Freddie Mac is tapping the overseas market after its main rival in the secondary market for mortgages, Fannie Mae, began an intermediate-term, noncallable note program in January. Many investors have bought Fannie's so-called benchmark notes as a proxy for government debt.

Fannie has brought three $4 billion deals to market to build a yield curve: a five-year issue in January, a 10-year issue in February, and a three-year issue in March. Fannie also reopened the February issue for an additional $750 million.

Like Fannie's larger program, Freddie's will help "focus the attention of a lot of larger accounts on the agency market in general," said Edward I. O'Brien Jr., manager of federal agency trading at Prudential Securities.

He said that the demand for the issues would ultimately reduce the gap between yields on Treasuries and on agency issues.

Last year Freddie sold almost $40 billion of debt with maturities longer than one year and expects to offer a similar amount in 1998. Last year Freddie issued close to $15 billion of bullet securities with five- to 10- year maturities.

"Our interest initially is going to be more in the five- and 10-year sector of the yield curve," said Victoria Whitenton, vice president and treasurer for corporate finance at Freddie Mac. "This will be a great way to issue the fixed-rate funding that we need" and to access investors Freddie has not been able to reach, she added.

Freddie expects that active money managers looking for good credit quality and a liquid secondary market will participate in the bullet financing program, Ms. Whitenton said.

Gary E. Pzego, vice president and portfolio manager for Keystone Investments Management Co., owned by First Union, bought some of Fannie Mae's global securities "to try to earn a greater spread than Treasuries," he said. He said 2% to 3% of his portfolio is in global agency securities and that he is considering buying Freddie Mac securities.
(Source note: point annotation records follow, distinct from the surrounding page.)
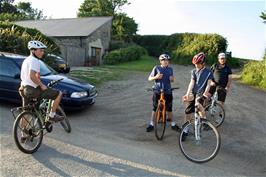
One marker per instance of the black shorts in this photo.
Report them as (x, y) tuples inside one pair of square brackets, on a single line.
[(220, 91), (168, 101), (190, 105), (28, 93)]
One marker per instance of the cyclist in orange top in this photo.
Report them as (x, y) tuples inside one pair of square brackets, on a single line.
[(162, 76)]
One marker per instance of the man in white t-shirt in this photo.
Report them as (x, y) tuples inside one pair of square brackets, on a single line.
[(31, 84)]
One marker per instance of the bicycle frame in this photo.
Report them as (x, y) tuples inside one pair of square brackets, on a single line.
[(162, 101)]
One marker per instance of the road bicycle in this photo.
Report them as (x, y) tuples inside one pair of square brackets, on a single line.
[(160, 115), (32, 121), (215, 112), (199, 140)]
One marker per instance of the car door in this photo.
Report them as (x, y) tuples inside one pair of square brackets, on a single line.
[(9, 80)]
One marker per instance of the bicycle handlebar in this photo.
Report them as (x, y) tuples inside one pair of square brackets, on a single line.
[(54, 82), (152, 89)]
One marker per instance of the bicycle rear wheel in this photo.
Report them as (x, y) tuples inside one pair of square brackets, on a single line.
[(65, 122), (27, 132), (215, 114), (204, 149), (159, 122)]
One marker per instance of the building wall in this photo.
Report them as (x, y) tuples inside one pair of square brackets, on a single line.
[(77, 50)]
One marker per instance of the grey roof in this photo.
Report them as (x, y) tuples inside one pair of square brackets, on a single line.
[(66, 27)]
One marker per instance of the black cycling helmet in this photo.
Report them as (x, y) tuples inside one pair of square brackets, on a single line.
[(164, 57)]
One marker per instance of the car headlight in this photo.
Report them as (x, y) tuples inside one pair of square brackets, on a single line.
[(79, 94), (93, 91)]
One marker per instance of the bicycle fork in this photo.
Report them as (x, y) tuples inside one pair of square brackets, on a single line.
[(197, 125)]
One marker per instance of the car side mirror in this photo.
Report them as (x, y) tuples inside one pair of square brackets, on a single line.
[(17, 76)]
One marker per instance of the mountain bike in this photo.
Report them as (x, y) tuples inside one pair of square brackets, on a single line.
[(160, 115), (214, 111), (32, 120), (202, 142)]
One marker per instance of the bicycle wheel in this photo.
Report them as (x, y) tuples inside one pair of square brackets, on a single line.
[(65, 122), (215, 114), (204, 149), (159, 122), (27, 132)]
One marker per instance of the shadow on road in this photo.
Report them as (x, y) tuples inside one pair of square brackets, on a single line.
[(48, 156)]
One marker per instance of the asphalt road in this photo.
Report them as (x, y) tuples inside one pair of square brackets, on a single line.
[(109, 138)]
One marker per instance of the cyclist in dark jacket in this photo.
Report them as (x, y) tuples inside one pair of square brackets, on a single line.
[(222, 78)]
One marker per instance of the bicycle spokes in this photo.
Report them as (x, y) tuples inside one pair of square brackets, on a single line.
[(200, 144)]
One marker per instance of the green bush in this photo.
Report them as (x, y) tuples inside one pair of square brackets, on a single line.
[(183, 46), (254, 73), (124, 54), (14, 39)]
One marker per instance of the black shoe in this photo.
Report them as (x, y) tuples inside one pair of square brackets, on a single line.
[(149, 128), (176, 128), (56, 118), (184, 136), (169, 119), (206, 127)]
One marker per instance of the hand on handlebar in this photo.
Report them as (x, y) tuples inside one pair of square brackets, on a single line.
[(43, 87), (159, 76)]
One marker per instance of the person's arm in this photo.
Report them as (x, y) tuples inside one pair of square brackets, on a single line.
[(36, 80), (172, 78), (229, 82), (206, 92)]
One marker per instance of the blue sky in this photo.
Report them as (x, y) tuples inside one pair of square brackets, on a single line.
[(238, 21)]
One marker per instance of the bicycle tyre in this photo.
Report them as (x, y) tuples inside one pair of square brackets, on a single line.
[(190, 143), (16, 128), (159, 122), (65, 122), (212, 117)]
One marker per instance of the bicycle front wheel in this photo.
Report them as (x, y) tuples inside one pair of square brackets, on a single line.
[(203, 149), (27, 132), (65, 122), (159, 122), (215, 114)]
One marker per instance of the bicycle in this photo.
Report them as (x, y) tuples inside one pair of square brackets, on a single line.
[(160, 115), (32, 120), (215, 112), (201, 144)]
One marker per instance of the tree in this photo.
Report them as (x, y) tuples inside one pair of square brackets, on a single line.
[(7, 7), (123, 27)]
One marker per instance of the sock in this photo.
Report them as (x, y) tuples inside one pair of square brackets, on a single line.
[(186, 130), (173, 124), (51, 114)]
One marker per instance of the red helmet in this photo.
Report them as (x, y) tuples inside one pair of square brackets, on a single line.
[(199, 58)]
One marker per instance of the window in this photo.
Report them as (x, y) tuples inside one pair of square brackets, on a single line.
[(93, 52), (8, 68)]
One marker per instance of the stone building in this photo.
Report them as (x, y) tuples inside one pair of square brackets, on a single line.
[(82, 41)]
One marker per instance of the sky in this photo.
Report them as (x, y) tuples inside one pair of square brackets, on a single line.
[(237, 21)]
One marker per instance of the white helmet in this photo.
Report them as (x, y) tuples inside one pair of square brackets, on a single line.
[(36, 45), (221, 55)]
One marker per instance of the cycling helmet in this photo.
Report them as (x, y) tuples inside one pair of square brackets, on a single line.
[(164, 57), (36, 45), (199, 58), (221, 55)]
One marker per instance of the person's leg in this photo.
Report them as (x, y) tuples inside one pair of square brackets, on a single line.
[(221, 96)]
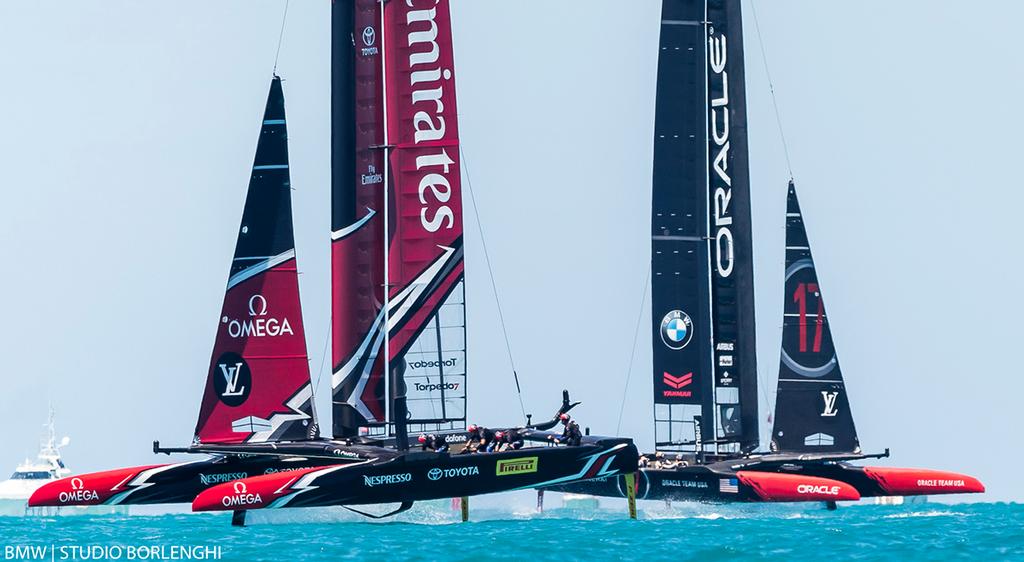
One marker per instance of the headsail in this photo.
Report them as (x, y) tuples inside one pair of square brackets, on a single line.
[(426, 317), (702, 277), (258, 387), (357, 216), (812, 412)]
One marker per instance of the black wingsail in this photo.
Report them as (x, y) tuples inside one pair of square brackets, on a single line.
[(701, 257), (812, 413)]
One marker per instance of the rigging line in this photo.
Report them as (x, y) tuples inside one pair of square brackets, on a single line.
[(771, 88), (281, 37), (494, 285), (327, 342), (633, 349)]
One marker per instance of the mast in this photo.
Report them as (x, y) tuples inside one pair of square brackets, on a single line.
[(357, 239), (812, 411), (702, 295)]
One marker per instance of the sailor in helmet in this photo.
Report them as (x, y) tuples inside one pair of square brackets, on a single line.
[(570, 432)]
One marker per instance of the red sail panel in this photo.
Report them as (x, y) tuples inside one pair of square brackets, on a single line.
[(357, 217), (258, 386), (425, 259)]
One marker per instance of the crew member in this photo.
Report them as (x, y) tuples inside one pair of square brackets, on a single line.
[(570, 432)]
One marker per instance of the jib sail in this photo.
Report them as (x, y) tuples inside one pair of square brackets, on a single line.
[(403, 152), (426, 316), (258, 387), (702, 279), (357, 216), (812, 412)]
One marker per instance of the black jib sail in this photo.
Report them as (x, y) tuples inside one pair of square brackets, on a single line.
[(812, 412), (258, 387), (702, 275)]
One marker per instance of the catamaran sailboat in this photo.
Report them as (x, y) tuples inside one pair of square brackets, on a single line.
[(398, 311), (706, 399)]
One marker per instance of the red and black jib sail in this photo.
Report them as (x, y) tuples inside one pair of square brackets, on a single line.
[(396, 139), (701, 271), (258, 387), (812, 411)]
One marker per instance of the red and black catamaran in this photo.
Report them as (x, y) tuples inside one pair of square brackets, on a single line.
[(398, 310), (706, 396)]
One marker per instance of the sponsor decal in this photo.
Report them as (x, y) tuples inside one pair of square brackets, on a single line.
[(78, 492), (369, 38), (677, 383), (372, 176), (721, 182), (829, 403), (435, 386), (232, 381), (386, 479), (210, 479), (677, 330), (428, 100), (822, 489), (934, 483), (241, 496), (462, 472), (258, 325), (684, 483), (433, 363), (516, 466)]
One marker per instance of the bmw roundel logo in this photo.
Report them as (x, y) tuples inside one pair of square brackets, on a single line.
[(677, 330)]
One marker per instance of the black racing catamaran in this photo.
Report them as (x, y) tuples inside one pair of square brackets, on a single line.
[(398, 308), (706, 411)]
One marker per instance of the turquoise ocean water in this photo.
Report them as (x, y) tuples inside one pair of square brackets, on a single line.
[(792, 532)]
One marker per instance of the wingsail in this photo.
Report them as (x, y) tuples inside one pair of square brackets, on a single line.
[(403, 148), (701, 252), (812, 411), (258, 386)]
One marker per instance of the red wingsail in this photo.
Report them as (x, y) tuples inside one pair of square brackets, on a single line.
[(258, 387)]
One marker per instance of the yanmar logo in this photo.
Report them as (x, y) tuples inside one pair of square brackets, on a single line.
[(258, 325), (386, 479), (209, 479), (677, 383), (516, 466), (78, 492), (241, 496), (822, 489)]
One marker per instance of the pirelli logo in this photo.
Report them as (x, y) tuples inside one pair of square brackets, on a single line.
[(516, 466)]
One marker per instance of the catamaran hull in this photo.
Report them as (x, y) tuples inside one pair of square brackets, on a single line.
[(422, 476), (795, 482), (170, 483), (704, 483)]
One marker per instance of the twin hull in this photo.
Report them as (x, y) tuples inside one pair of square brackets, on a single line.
[(809, 482), (421, 476)]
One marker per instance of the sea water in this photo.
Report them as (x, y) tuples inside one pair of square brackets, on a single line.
[(434, 531)]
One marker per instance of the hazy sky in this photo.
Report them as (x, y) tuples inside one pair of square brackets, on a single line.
[(129, 133)]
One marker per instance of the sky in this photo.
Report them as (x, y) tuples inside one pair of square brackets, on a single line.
[(129, 134)]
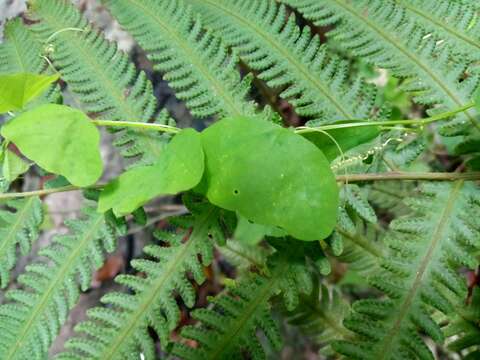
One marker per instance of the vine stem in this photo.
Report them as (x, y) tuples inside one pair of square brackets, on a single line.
[(393, 175), (302, 129), (399, 175), (138, 125), (362, 122), (9, 196)]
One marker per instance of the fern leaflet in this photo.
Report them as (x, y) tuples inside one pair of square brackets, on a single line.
[(18, 228), (104, 80), (380, 32), (121, 330), (21, 53), (230, 327), (286, 57)]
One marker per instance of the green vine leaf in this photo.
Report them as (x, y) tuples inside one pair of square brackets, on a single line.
[(17, 90), (288, 177), (346, 138), (179, 168), (54, 137)]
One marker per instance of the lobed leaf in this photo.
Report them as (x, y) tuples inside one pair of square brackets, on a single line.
[(60, 139), (17, 90), (179, 168)]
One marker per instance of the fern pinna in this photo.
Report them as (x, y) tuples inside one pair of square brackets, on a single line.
[(361, 116)]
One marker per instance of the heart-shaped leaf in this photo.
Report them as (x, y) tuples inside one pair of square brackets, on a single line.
[(19, 89), (13, 166), (179, 168), (59, 139), (270, 176), (346, 138)]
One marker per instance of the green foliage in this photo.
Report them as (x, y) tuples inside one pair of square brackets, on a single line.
[(179, 168), (115, 89), (20, 227), (194, 62), (122, 330), (382, 33), (425, 249), (464, 328), (403, 268), (334, 143), (241, 312), (300, 199), (320, 315), (21, 53), (31, 317), (289, 58), (13, 166), (18, 90), (53, 136)]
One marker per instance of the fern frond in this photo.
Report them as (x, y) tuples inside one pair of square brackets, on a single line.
[(320, 316), (230, 327), (121, 330), (464, 329), (356, 198), (289, 58), (358, 251), (426, 249), (101, 77), (32, 316), (383, 34), (18, 228), (21, 52), (195, 63)]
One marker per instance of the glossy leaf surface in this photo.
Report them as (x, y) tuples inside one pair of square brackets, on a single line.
[(270, 176), (179, 168), (59, 139)]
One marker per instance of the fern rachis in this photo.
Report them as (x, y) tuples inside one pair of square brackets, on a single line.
[(389, 271)]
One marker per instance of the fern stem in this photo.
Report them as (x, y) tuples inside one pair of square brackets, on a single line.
[(398, 175), (361, 122), (139, 125)]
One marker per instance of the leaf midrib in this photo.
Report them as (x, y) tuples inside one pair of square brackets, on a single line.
[(61, 274)]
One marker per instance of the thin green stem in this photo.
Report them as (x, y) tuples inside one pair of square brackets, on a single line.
[(393, 175), (361, 122), (9, 196), (302, 129), (398, 175), (138, 125)]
"People are hungry for extra yield, but they're also concerned about extra liquidity. Liquidity is very, very important to accounts these days," said an agency trader on Wall Street.

Observers expect overseas interest in these types of programs to remain strong.

A portfolio manager in London for a major broker-dealer said that he participated in the Fannie program but had not heard from salespeople about the Freddie program. He expects to see good demand for Freddie's issues from central banks, insurance companies, and traditional money managers, he said.

"Between callable debt and bullet debt, it's far easier to sell bullet debt into European accounts," he said.

Goldman, Sachs & Co., Merrill Lynch & Co., and Salomon Smith Barney are the joint lead managers for the first issue.